New 1.14 RC date?

Stephen J. Turnbull stephen at xemacs.org
Sat Apr 4 16:44:24 BST 2009


Andrew Bennetts writes:

 > Apologies for snipping and thus ignoring much of your reply, but I think
 > most of the points I'd make have already been made in this thread at once
 > already.

The only point that you snipped that I'd like to see discussion of is
my off-the-cuff guess at what the release cycle should look like, and
specifically, that a feature should land *early* in the cycle rather
than right before rolling the distribution media.

 > My point here, which you seem to have missed, is that "ready for
 > release" has several inputs,

No, I didn't miss it.  I'm deliberately ignoring it because you're
absolutely right, but it's irrelevant to my point.  My point, which
you may have missed, is that I am delegating that *technical*
judgment[1] to the contributor of the code, who presumably is taking
those inputs into account.

My understanding (which may be mistaken) is that some Brisbane core
proponent requested a delay (or supported one suggested by somebody
else), because that would allow them to land a feature that otherwise
*could not be done* for this release.  Their judgment, not mine.

 > You also say further down that you "have no opinion" on whether
 > this is actually a risky landing, which seems at odds with your
 > absolute certainty here that it's not ready to be in the release.

It's not "my" certainty.  I'm playing the role of project manager, who
has some technical experience but doesn't have his hands on this
particular feature.  (And in the real Bazaar development process,
that's trivially true!)  So it's "certainty" according to those who
requested the delay, or are taking advantage of the delay, to land a
feature that otherwise wouldn't have landed.  As a manager, that
raises red flags for me immediately.

 > > Let me take a hack at it.  It's *developer-centrism*.  "Gotta get
 > > mine in."  That's really what the developers are saying.  "It's
 > > good enough for us."  But releases are for users, not for
 > > bolstering developer ego.
 > 
 > I'm hoping you didn't intend that paragraph to be insulting, but
 > it's hard not to read it that way.

I know.  I've worked with enough developers.  But there's hardly any
other way to say it: "you're human, you know" is trite and hardly
specific enough.

 > I can assure you, as a developer, my driving motivation is making sure we
 > make the best tool for our users as we possibly can.  I don't have any
 > special insights into anyone else's thought processes, but I expect the
 > other developers feel the same way.

"The road to Hell is paved with good intentions" seems apropos here.

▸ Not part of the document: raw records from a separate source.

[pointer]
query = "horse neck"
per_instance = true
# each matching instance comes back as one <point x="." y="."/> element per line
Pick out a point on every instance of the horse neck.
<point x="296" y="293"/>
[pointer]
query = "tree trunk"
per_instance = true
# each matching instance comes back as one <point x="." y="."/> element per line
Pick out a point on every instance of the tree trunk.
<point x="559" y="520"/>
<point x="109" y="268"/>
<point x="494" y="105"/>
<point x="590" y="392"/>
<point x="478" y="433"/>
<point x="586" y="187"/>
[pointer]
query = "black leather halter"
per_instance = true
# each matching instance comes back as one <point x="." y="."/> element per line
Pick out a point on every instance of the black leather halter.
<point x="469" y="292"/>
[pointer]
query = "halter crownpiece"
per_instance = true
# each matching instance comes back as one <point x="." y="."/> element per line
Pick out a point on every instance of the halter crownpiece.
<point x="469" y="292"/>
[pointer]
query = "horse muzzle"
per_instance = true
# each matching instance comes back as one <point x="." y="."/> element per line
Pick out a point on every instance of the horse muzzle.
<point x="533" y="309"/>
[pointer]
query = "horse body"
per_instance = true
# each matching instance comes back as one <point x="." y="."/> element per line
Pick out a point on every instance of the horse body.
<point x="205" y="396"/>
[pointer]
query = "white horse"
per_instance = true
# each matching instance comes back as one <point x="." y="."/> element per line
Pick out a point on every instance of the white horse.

Of course that's your motivation, but developers are people too, just
as capable of kidding themselves about the value of their work as
anyone else.  In my experience, hackers are about as optimistic about
their own product as they come.  "Let's get this in, the users will
love it."  Now, most of the core Bazaar developers are professionals
(ie, employed to work on the project), and both by incentive and by
selection probably have a more objective view than the typical hacker.
But ... that was true of the teams that Fred Brooks wrote "The
Mythical Man-Month" about, too.

 > Or if that doesn't reassure you: happy users bolster my ego, and unhappy
 > users deflate it.  It's simply not in my interest, or my ego's interest, to
 > have a bad release.  Not even in the service of a hopefully better one down
 > the track.

Strawman.  Of course you don't have a stake in producing a bad
release.  But people, and developers are people, are very much capable
of being excessively optimistic about the probability of success and
the size of the damage if something does go wrong.  And they tend to
completely discount any damage to the process itself.

A one-month release cycle is extremely ambitious.  The Bazaar team has
done an excellent job of keeping to that schedule so far, but it's
only been a half-dozen or so, right?  But it's human nature to
overvalue the product, and undervalue the plan (process) that produced
it.  Maybe a release per month was too ambitious.  What I'm saying is
that you won't know until you try it.

AIUI, this is your first real test.  You have an important feature
that should have just missed the window, and now you have a chance to
rush it in.  So you do.  What does that say about your evaluation of
the value of the process and the one-month schedule?

"Special cases aren't special enough to break the rules."  Are they?


Footnotes: 
[1]  I was a release manager before I was a major code contributor.